Tuesday, June 24, 2008

Low Supply of Oil: The Effect (not Cause) of Futures Speculation?

Paul Krugman continues his "speculation on speculation":

Well, a futures contract is a bet about the future price. It has no, zero, nada direct effect on the spot price. And that’s true no matter how many Joe Shmoes there are, that is, no matter how big the positions are.

As I've already detailed, this would make sense EXCEPT that actual oil is delivered to the owner of the futures contract, so there is in fact a DIRECT effect.

Now to his most recent "speculation on speculation"; in summary Paul does not believe futures have impacted oil prices specifically because there has been no coinciding increase in oil inventories. His charts are clear and I do agree with them, BUT they ignore one key component that his readers keep posting to his site. Since he may not be reading his readers comments, I'd like to summarize them by attempting to answer his parting question:
Maybe I’m misinterpreting what the advocates of a speculative story are thinking. But in that case, what are they thinking? I’m curious.
Paul likes basic examples, so here we go with a little story about Country A....


  • Country A owns one oil well.
  • This oil well contains 1000 barrels of oil.
  • They planned to sell 100 barrels of oil this year (1/10th of their total inventory) at a forecast of $70 / barrel.
  • They can pump out more oil, but they are worried about their future when they run out (currently projected at 10 years)
  • They do however, need at least $7000 / year to manage their country

So what happens when speculation drives up the futures price to $140 / barrel?
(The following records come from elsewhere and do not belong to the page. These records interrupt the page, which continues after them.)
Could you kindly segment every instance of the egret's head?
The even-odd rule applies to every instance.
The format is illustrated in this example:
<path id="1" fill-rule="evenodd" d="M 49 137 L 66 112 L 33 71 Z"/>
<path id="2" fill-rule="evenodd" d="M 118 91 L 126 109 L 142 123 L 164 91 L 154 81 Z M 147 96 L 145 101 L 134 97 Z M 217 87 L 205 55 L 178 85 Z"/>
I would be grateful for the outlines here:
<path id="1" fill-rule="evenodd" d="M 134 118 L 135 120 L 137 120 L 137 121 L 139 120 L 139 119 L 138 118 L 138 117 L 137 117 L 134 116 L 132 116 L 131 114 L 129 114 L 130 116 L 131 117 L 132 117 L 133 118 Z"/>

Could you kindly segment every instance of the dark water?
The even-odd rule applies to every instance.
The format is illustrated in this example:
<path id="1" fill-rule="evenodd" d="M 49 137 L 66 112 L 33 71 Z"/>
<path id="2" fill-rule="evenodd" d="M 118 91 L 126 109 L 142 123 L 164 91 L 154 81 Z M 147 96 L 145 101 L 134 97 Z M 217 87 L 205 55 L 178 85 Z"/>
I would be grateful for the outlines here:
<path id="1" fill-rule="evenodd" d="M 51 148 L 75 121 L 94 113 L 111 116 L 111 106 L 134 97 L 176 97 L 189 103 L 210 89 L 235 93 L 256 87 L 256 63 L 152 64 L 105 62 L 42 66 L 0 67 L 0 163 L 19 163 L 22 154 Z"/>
Country A is faced with two options (keeping it simple):

  • Option 1: increase production and lock in this profit
  • Option 2: meet the current budget by selling half of the amount planned (50 barrels); sell a portion of the remaining inventory in the futures market
So what are the pros/cons of each? Lets take a look...

Option 1:

  • Pro: can lock in this high profit and get cash to meet future budget needs
  • Con: what do they do with this money (in reality they may already have too much cash to put to use)? The best investment opportunity for global investors these days is where else? Energy companies and commodities! Why take the best investment option for many and swap it for U.S. dollar based Treasuries which barely have a positive real yield?!?!?!

Option 2:

  • Pro: along with the possibility of even higher prices in the future (global demand, geopolitics, peak oil), Country A can maintain its relevancy as an oil producer in world politics for more than the previously thought 10 years.
  • Con: uncertainty of the future price of oil, but Country A can sell to Joe Shmoe, who is now an investor in the futures market or more simply, just keep it in the ground!

So what is happening to the world supply of oil? Production by the Organisation of the Petroleum Exporting Countries fell by 350,000 barrels of oil a day last year, coinciding with a decline in net imports of crude into the U.S.

In summary, oil producers have a significant value in keeping oil in the ground. In fact, I believe the important question to ask is whether this value is causing the price of oil to spike OR whether speculation in oil (i.e. massive amounts of new commodity investments) is in fact creating much of the value in keeping it in the ground?